StyleMamba : State Space Model for Efficient Text-driven Image Style Transfer
Zijia Wang, Zhi-Song Liu
TL;DR
StyleMamba tackles the high computational cost of text-driven image style transfer by embedding a conditional State Space Model (Mamba) into a pretrained VAE-based AutoEncoder and using SigLIP as the style-text encoder. It introduces a masked directional loss and a second-order directional loss to align text prompts with image stylization while preserving content, enabling faster convergence and inference. Experimental results on COCO and WikiArt show superior alignment to text prompts, better content preservation, and competitive aesthetics compared with baselines, along with substantial speedups over prior methods. The approach generalizes to diverse applications, including multi-style transfers and design tasks, though it exhibits limitations with rare prompts and lacks segmentation-based control. Overall, StyleMamba provides a practical, efficient pipeline for text-guided styling with broad potential for creative and design workflows.
Abstract
We present StyleMamba, an efficient image style transfer framework that translates text prompts into corresponding visual styles while preserving the content integrity of the original images.

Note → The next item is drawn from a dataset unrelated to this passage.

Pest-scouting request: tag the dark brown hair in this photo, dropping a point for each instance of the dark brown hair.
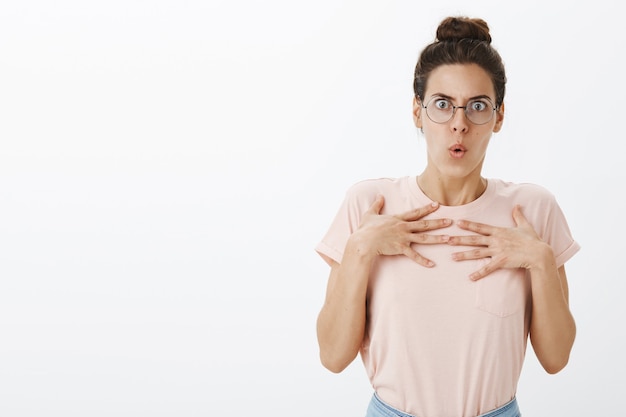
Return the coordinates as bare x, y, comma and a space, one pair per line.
461, 40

Existing text-guided stylization requires hundreds of training iterations and takes a lot of computing resources. To speed up the process, we propose a conditional State Space Model for Efficient Text-driven Image Style Transfer, dubbed StyleMamba, that sequentially aligns the image features to the target text prompts. To enhance the local and global style consistency between text and image, we propose masked and second-order directional losses to optimize the stylization direction to significantly reduce the training iterations by 5 times and the inference time by 3 times. Extensive experiments and qualitative evaluation confirm the robust and superior stylization performance of our methods compared to the existing baselines.